The magic of an all-metal non-electronic sewing machine

As I’ve gotten more into the swing of repairing things, I’ve realized how useful it would be to have a sewing machine around, and know how to use it and maintain it. My initial investigations online showed me that “they don’t make ’em like they used to” and turned up lots of complaints of plastic in the entry level sewing machines that only lasts a few years, if that.

But use-em and throw-em away didn’t used to be the norm. Remember mom’s sewing machine, the one that weighed A LOT and always seemed to be ready for duty, tucked away in the corner? Well guess what? They’re still for sale, but not at Sears, rather on Craig’s List or at Goodwill. I picked up a Sears Kenmore 153.14000, vintage early ’70s (like me!) made in Japan, all metal, no electronics. It’s very cool.
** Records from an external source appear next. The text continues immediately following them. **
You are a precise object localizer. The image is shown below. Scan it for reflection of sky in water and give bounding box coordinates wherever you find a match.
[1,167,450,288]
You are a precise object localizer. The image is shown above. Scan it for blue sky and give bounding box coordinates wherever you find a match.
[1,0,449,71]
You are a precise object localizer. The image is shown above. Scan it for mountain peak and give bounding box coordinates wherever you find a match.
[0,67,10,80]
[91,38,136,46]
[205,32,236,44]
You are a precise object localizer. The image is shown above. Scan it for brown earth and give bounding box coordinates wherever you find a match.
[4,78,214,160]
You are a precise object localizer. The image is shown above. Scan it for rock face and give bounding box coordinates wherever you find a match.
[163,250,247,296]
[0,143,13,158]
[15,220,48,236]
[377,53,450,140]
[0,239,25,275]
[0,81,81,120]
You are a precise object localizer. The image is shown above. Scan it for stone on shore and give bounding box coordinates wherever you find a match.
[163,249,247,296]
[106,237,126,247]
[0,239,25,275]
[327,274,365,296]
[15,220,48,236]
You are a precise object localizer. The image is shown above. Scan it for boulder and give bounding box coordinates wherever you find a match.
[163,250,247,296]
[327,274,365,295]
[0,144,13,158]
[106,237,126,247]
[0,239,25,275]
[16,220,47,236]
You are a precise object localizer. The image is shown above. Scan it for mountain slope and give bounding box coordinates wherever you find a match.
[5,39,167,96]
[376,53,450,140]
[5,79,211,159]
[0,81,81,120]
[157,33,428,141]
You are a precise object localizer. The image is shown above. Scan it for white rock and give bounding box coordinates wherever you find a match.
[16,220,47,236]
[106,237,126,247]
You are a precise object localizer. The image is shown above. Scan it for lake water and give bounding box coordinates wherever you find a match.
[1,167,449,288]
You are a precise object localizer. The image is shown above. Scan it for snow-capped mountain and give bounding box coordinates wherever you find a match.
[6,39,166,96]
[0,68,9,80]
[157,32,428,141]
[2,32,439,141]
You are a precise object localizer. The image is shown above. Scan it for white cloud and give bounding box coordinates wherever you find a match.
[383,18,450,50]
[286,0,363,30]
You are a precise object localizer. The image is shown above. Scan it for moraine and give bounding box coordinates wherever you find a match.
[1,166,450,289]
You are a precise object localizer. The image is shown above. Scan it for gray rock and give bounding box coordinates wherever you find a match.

I am particularly enjoying learning how the machine works. Thanks to the splendor of Youtube, there are great videos explaining exactly how a sewing machine makes a stitch that are really useful for learning how to troubleshoot. And with nothing more than a flashlight I can run the machine with my hand and watch the many metal parts in action. I find this lack of mystery to be magical in and of itself.

I have a degree in Computer Engineering, I’ve studied electronics, and quite frankly it’s a lot of black boxes. On paper it makes a certain logical sense, but when you look at it? A mysterious black box.  And if it doesn’t work? Well I guess you pull out the multimeter and try to troubleshoot, but good luck.

On the other hand, a non-electronic, all-metal sewing machine has the potential to be repaired for a very long time. As long as I keep it well oiled, which isn’t that difficult, the metal parts should work for a while. And should one wear out, I could in theory have a new machined. I’m thinking the most likely part of the machine to fail is the motor, and even that may be repairable. Or in the worst case, I could even convert the machine to be manually powered!

The key point is that with this wonderful piece of 1970’s technology I can really come to understand how the machine works, and I can keep it running for a long, long time.

Oh and if you’re wondering what project #1 is? Thermal curtains.